China’s Northern Light Venture Capital (NLVC) and Eight Roads Ventures have co-led a $29-million Series A round in solid-state drive (SSD) controller developer TenaFe, while Qiming Venture Partners has led two rounds in Chinese chipmaker Yunyinggu.
China’s NLVC co-leads $29m Series A round in TenaFe
TenaFe, a Silicon Valley-based startup that develops SSD controller technologies, announced on Monday the completion of a $29-million Series A funding round led by Bermuda-based Eight Roads Ventures and China’s NLVC.
The Series A round comes as US research firm IDG projects the entire digital universe to reach 44 zettabytes (ZB) by 2020, representing a burgeoning data storage demand driven by the rapid development of cloud computing, big data, AI, and Internet of Things (IoT), as well as the accelerating digital transformation of traditional industries.
Founded in January 2019, TenaFe develops revolutionary SSD controllers for data storage solutions adopted by emerging edge applications. With its patented technology, the company aims to transform next-generation solutions by offering reliable and energy-efficient SSDs for a wide range of devices from connected gadgets to personal computers to data centres.

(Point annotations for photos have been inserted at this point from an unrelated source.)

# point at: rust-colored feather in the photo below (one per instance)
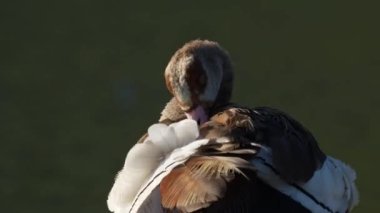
(199, 182)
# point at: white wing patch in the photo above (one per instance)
(332, 186)
(143, 159)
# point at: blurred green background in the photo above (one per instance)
(80, 81)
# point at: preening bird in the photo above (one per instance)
(237, 159)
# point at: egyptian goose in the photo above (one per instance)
(238, 159)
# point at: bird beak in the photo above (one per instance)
(198, 114)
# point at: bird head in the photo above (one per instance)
(200, 76)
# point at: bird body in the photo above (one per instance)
(226, 157)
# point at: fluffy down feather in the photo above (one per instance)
(143, 159)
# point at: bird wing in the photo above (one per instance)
(295, 151)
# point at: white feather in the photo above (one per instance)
(144, 158)
(333, 184)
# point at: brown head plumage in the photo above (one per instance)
(200, 75)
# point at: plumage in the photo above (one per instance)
(239, 159)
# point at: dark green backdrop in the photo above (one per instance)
(81, 80)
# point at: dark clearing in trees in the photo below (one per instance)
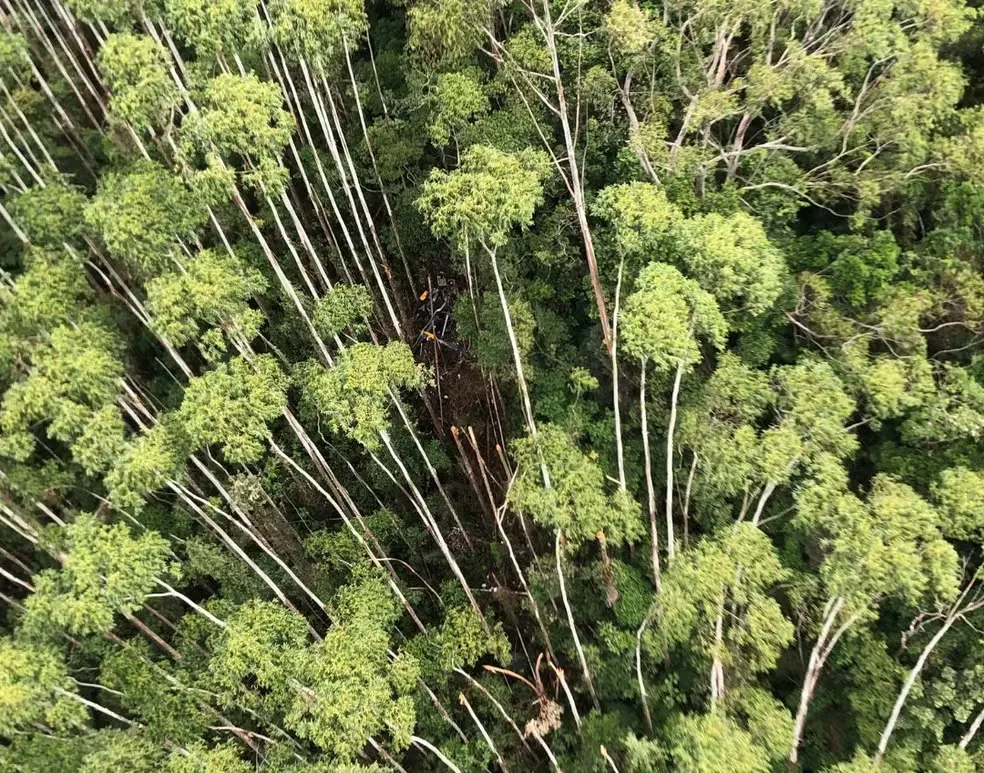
(436, 385)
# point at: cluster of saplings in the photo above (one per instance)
(466, 385)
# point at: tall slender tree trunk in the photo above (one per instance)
(670, 430)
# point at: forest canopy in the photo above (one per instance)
(466, 385)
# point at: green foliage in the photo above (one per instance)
(136, 70)
(459, 642)
(732, 259)
(457, 99)
(732, 573)
(50, 215)
(242, 118)
(443, 34)
(705, 743)
(489, 194)
(123, 751)
(233, 405)
(336, 692)
(641, 217)
(576, 501)
(490, 341)
(959, 494)
(148, 463)
(791, 195)
(354, 395)
(35, 687)
(317, 30)
(888, 545)
(343, 306)
(73, 375)
(154, 695)
(49, 293)
(140, 214)
(231, 26)
(104, 570)
(665, 315)
(212, 292)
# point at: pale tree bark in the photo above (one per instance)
(825, 643)
(615, 397)
(650, 488)
(957, 612)
(570, 622)
(669, 461)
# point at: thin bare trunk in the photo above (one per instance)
(669, 460)
(650, 488)
(570, 621)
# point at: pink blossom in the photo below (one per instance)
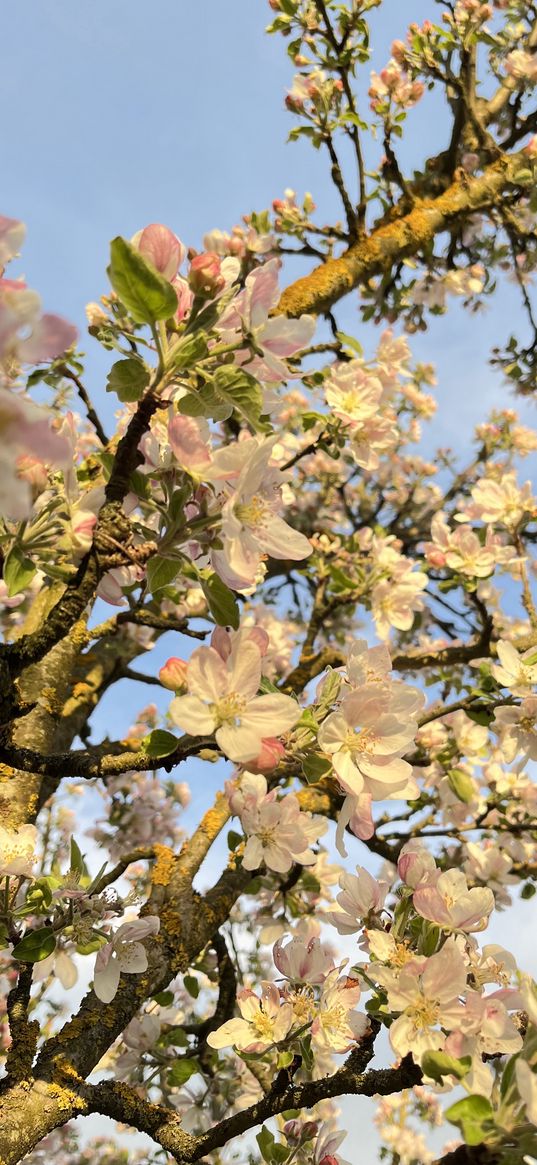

Proceeds will be used to speed up the development of products oriented towards corporate clients and data centres.
“The IoT era is promoting an explosive growth in data volume. NLVC has always been bullish on the data storage segment, with a thorough investment layout in the upstream and downstream of the industry chain,” said NLVC founding partner Deng Feng in a company WeChat post on Monday.
With $4.5 billion in assets under management (AUM), the China-focused venture capital company was also a long-term investor in Tidal Systems, a startup jointly created by TenaFe co-founder and CEO Mike Lee in 2013 to develop SSD controllers.
NLVC reaped an investment return of over 800 per cent when Tidal Systems was acquired by Nasdaq-listed American computer data storage producer Micron Technology in 2015.
Qiming leads $28m rounds in chip developer Yunyinggu
Yunyinggu, a Chinese company that develops integrated circuits (ICs) for consumer electronics, has raised over 200 million yuan ($28 million) in Series C and C+ rounds of financing led by Chinese venture capital firm Qiming Venture Partners.
Chinese smartphone brand Xiaomi, California-based chipmaker Qualcomm, Beijing-based fund manager AVIC Fund Management, and China-focused NLVC, also participated in the investment, said investment bank China Renaissance in a WeChat post on April 26. China Renaissance served as the exclusive financial adviser of the deal.
Established in May 2012, Yunyinggu focuses on the development of display technology, authorization of intellectual properties, as well as production and sales of circuit boards and AMOLED driver chips, a display device technology used in smartwatches, mobile devices, laptops, and televisions.
Upon the completion of the new round, the firm will continue to increase investment in the R&D of chips and to forge closer cooperation with partners in the industry. The firm also plans to lift its capabilities in developing AMOLED driver chips and silicon-based microdisplay ICs.
The Shenzhen-based company completed an investment led by Qualcomm Ventures, the investment arm of Qualcomm, in February 2018.
NLVC, China National Integrated Circuit Industry Investment Fund, a $29 billion state-backed investment entity also known as the “Big Fund,” Shenzhen-listed software firm Thunder Software Tech, and China’s Visionox, which develops organic light-emitting display (OLED) technology, poured money into the previous round.
Its early investors also include Singapore’s Vertex Ventures, Chinese alternative investment firm CITIC Capital, and Chinese display maker BOE Technology Group, shows the company website.